TL;DR
Transkribus is an AI-based Handwritten Text Recognition (HTR) platform. Supporting over 100 languages, it can recognize not only printed text but also handwriting. Its custom model training feature allows you to optimize recognition accuracy for specific handwriting styles and scripts. It has become an essential tool for DH researchers working on historical document transcription.
What is Transkribus?
Transkribus originated as a project at the University of Innsbruck, Austria, and is currently managed by READ-COOP SCE (a European cooperative). Its development has been supported by funding from the EU’s Horizon 2020 programme and other sources.
Key features include:
- HTR (Handwritten Text Recognition): Deep learning-based handwriting recognition engine
- 100+ languages: Supports diverse writing systems including Latin, Cyrillic, Arabic, and Hebrew scripts
- Custom model training: Train recognition models on your own data for high-accuracy recognition specialized to specific documents
- Layout analysis: Automatic detection of text regions, lines, and paragraphs within pages
- Collaborative work: Supports team-based collaboration for efficient large-scale transcription projects
Key Features
Text Recognition (HTR/OCR)
The core functionality of Transkribus. Pre-trained general models allow you to start text recognition immediately. Available public models cover various periods and languages, including medieval Latin manuscripts, early modern German Kurrent script, and English cursive handwriting.
Custom Model Training
One of the most powerful features. With approximately 50 pages of Ground Truth (images with correct transcription text), you can train a model specialized for specific handwriting or scripts. Trained models can also be shared with other users.
Layout Analysis
Automatically analyzes document image layouts, detecting text regions (TextRegion), text lines (TextLine), and baselines. It handles complex layouts including multi-column text, tables, and marginal notes.
Transkribus Lite
A browser-based interface that requires no installation. It provides basic HTR functionality and layout analysis, making it suitable for quick trials.
How to Use
Basic Workflow
- Create an account: Register at Transkribus
- Upload documents: Upload image files (JPEG, PNG, TIFF) or PDFs
- Layout analysis: Run automatic layout analysis to detect text regions and lines
- Select a model: Choose an appropriate HTR model (searchable from the public model list)
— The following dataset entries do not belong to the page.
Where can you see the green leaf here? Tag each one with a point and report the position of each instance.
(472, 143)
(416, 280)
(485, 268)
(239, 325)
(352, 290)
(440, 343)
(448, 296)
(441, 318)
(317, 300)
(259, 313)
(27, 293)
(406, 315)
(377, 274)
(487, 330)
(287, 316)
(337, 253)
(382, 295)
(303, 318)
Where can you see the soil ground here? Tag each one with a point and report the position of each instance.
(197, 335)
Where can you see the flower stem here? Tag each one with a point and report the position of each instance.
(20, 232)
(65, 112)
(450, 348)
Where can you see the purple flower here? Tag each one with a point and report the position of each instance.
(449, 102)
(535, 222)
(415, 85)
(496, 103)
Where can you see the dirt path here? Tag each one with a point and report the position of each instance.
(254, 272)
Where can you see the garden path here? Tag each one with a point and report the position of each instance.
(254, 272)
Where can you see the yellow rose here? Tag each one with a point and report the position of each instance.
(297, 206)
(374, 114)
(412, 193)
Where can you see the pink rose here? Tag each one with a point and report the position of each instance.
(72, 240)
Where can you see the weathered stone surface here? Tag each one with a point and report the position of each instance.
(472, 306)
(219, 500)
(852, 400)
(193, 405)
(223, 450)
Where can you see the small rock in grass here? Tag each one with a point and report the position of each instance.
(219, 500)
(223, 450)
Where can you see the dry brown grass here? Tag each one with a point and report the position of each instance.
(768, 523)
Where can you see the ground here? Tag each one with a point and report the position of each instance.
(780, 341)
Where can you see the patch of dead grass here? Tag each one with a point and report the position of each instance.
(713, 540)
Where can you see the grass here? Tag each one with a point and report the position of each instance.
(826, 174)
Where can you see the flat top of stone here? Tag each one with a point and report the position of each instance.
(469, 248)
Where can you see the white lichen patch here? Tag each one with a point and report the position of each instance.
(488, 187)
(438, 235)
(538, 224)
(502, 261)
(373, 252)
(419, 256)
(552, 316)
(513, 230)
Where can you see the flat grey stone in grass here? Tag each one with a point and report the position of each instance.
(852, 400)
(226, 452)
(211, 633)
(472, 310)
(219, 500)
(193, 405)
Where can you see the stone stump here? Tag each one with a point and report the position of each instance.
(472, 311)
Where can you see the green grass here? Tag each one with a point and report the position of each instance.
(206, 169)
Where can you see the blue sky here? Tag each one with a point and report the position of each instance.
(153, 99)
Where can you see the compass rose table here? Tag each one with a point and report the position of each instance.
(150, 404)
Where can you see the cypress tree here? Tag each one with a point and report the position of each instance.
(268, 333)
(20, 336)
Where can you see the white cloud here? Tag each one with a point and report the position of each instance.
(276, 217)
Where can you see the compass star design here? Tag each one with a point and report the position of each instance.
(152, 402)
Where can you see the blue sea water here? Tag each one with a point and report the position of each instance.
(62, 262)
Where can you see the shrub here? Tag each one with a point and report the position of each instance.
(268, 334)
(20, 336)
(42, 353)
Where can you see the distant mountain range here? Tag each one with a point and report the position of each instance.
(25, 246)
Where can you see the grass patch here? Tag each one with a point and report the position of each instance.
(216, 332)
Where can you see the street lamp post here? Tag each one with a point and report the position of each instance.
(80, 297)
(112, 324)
- Run text recognition: Execute HTR with the selected model
- Review and correct: Review and correct recognition results while comparing against the original images
- Export: Export in formats such as TEI-XML, PAGE XML, ALTO XML, or plain text
Pricing
Transkribus uses a pay-per-use model. A free tier (500 credits per month) is available, allowing small-scale use at no cost. Subscription plans are available for large-scale projects.
Practical Applications in DH Research
Historical Document Transcription
Transcribe handwritten documents from archives to build full-text searchable digital archives. For example, transcribing Edo-period historical documents or Meiji-era handwritten government records.
Large-Scale Corpus Building
By combining custom model training with automated recognition, efficiently transcribe documents at the scale of thousands of pages to build corpora for text mining and linguistic analysis.
Comparative Document Studies
Transcribe different manuscript copies of the same text to analyze textual variations in stemmatological studies. TEI-XML export facilitates the creation of critical editions.
Citizen Science Projects
Leverage Transkribus’s collaborative features to run crowdsourced transcription projects with volunteers. Quality control features ensure high-quality outcomes even with citizen participation.
Comparison with Other Tools
| Feature | Transkribus | Google Cloud Vision | Tesseract OCR |
|---|---|---|---|
| HTR (handwriting) | High accuracy | Basic | Not supported |
| Custom models | Yes | Via AutoML | Trainable |
| Historical documents | Specialized | General | General |
| Layout analysis | Advanced | Basic | Basic |
| Pricing | Pay-per-use | Pay-per-use | Free (OSS) |
| Output formats | TEI/ALTO/PAGE | JSON | Text/hOCR |
Conclusion
Transkribus is the most proven platform for historical document transcription. Its AI-based HTR engine and custom model training capabilities handle handwritten documents across various periods and languages. In DH research, transcription is the starting point for many analyses, and Transkribus provides the essential foundation for that work.